Толпа немного поутихла, и расслышал Микитка голос Андрюши.

— Товарищи, соседи!.. Голодает скотина, весь корм выела, с корнем, не табунится» нельзя двоим пастухам в руках держать ее, не под силу. Микитка выбился весь, измочалился парень. Товарищи, соседи, пастуха третьего прибавить надо. — Говорил старик и кланялся народу.

— Третьего на свои хлеба посадить? а табун–то в половину прошлогоднего, невыгодно. Микитку заменить надо! — зашумели голоса.

— Заменить Микитку! И для нас выгода и жалость к парню — не будет мучиться!

— Хорошо пожалел, сбирать хочешь пустить, — промолвил Андрюша.

— Третьего дать!..

— Много, не по плечам починкам. Микитку в город, в приют, на казенные хлеба, сирота он.

Председатель записывал предложенья и думал: «Как с Микпткой быть, он безродный, кому, если не мне, о нем позаботиться?»

Все сошлись на одном — взять в главные пастухи Петруньку Скорнякова, больше всех обедневшего от голода, а в подпаски ему деда Андрюшу.

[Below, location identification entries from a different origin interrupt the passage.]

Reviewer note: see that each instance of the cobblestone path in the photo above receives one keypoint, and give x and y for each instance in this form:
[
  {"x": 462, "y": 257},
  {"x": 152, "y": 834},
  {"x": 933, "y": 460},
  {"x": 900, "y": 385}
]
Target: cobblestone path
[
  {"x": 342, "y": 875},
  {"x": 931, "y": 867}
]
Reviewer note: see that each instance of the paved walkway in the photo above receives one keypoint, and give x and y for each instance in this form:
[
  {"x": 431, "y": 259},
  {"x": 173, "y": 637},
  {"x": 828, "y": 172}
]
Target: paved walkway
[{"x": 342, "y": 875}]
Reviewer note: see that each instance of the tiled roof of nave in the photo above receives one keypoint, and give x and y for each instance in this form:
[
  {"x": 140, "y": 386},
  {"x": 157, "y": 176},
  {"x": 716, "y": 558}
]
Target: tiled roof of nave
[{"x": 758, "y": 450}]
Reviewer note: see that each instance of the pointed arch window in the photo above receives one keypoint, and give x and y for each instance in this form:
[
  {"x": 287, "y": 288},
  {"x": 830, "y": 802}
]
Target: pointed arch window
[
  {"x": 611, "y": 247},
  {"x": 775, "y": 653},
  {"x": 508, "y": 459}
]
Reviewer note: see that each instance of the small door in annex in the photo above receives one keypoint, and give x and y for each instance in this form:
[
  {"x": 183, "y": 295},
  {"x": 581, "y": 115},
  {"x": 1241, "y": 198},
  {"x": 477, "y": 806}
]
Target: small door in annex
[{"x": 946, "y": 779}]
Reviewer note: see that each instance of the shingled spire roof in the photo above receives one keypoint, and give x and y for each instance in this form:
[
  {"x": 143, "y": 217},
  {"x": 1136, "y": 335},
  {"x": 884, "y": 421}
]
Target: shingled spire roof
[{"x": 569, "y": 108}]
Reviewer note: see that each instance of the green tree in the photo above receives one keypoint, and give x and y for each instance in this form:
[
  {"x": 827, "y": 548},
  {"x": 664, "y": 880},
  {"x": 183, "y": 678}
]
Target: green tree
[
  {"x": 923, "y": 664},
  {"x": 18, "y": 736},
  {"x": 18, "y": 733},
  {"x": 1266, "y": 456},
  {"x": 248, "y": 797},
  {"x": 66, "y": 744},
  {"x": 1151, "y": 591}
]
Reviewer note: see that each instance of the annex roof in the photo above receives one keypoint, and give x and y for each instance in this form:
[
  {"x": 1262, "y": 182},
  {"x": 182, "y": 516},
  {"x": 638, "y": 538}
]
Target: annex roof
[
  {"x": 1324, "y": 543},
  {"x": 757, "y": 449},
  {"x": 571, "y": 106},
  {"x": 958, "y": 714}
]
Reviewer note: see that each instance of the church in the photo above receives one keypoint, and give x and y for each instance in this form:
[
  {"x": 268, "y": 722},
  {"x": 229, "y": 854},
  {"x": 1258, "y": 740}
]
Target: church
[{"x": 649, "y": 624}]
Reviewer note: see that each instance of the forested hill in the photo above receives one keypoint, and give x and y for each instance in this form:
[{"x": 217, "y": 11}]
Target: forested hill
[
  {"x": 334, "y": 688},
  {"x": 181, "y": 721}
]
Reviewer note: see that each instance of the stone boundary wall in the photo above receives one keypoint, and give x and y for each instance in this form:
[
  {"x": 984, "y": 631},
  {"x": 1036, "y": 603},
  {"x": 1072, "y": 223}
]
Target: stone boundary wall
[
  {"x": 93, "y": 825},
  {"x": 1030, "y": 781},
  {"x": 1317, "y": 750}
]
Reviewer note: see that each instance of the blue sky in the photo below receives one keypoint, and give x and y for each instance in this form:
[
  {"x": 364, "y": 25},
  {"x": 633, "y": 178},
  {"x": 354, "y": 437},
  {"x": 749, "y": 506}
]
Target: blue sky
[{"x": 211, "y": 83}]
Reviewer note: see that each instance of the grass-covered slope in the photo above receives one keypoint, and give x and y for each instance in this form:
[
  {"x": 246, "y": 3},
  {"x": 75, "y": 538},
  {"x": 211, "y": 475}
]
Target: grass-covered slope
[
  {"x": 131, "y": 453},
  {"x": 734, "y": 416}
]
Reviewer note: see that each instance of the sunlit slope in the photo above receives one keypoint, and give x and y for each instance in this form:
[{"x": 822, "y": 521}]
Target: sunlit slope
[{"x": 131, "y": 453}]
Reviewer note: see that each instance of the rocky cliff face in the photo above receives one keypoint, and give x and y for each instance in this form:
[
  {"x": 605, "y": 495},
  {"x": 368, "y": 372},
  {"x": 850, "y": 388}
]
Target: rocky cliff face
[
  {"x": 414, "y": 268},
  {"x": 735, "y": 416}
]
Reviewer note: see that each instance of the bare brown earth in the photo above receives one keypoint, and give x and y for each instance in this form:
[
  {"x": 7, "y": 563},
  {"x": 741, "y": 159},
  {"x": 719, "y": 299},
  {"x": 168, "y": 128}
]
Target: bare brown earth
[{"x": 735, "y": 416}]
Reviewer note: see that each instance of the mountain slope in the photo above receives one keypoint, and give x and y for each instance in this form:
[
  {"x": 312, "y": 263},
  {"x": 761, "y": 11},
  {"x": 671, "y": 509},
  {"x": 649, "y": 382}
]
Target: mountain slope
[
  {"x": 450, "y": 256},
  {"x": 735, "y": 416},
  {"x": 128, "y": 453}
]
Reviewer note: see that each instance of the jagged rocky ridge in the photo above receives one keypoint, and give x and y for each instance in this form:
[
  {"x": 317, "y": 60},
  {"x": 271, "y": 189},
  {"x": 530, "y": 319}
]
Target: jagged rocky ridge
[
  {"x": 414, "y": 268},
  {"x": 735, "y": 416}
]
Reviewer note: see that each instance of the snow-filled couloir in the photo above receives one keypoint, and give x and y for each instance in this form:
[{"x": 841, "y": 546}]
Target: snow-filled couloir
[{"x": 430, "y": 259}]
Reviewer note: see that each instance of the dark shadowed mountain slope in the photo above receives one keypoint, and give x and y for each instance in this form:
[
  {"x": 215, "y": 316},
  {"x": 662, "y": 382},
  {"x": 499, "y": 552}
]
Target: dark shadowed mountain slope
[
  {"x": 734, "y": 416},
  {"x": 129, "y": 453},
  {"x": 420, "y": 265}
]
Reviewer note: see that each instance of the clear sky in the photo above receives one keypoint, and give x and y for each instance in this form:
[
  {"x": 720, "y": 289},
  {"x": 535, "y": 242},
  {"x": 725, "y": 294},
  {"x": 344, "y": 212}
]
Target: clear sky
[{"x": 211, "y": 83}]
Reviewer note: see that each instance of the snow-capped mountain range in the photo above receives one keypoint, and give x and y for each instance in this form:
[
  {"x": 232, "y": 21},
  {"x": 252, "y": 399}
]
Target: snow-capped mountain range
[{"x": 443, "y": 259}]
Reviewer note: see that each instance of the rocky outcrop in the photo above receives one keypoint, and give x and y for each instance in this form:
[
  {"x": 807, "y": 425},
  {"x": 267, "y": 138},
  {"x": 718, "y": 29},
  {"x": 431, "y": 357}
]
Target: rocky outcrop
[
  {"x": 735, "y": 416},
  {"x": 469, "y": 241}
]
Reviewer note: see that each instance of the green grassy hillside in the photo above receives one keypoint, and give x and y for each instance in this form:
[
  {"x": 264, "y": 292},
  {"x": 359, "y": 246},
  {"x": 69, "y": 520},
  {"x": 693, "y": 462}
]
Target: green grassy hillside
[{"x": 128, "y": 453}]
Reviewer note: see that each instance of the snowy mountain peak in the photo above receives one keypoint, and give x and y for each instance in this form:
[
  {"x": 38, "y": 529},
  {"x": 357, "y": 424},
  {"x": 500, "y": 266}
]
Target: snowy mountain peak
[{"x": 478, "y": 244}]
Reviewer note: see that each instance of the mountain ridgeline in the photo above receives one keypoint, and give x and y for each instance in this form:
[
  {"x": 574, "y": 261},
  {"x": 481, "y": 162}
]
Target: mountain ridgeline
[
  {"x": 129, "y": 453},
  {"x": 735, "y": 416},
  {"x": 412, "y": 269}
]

— Андрюшу главным оставить, так было с незапамятных времен, починский обычай. За ним оставить! — Заступился за старика Софрон, да Пет–рунька поднял руки и крикнул:

— Товарищи хорошие, стадо дороже; и обычай, коли скот сохранить думаете, переступить надо,

И переступил и, взял и пастухом Петруньку, Андрюшу подпаском, а Микитке постановили быть в детском доме на казенных хлебах. Мал он, в летах не вышел, и выгоды кормить его никому нет и обязанности тоже.

— Покуль миром покормим, а ты в город отпиши, что есть, мол, у нас нахлебник и теперь он нам не надобен, пусть заберут, — наказали починцы председателю и начали расходиться. — А ты. Скорняков, принимайся, чтобы ни одного ягненка!

— Постараюсь уж, не забуду общественную милость. — Скорняков снял перед народом шапку. — Умру, а ни одной шерстинки не отдам падчарин–ским.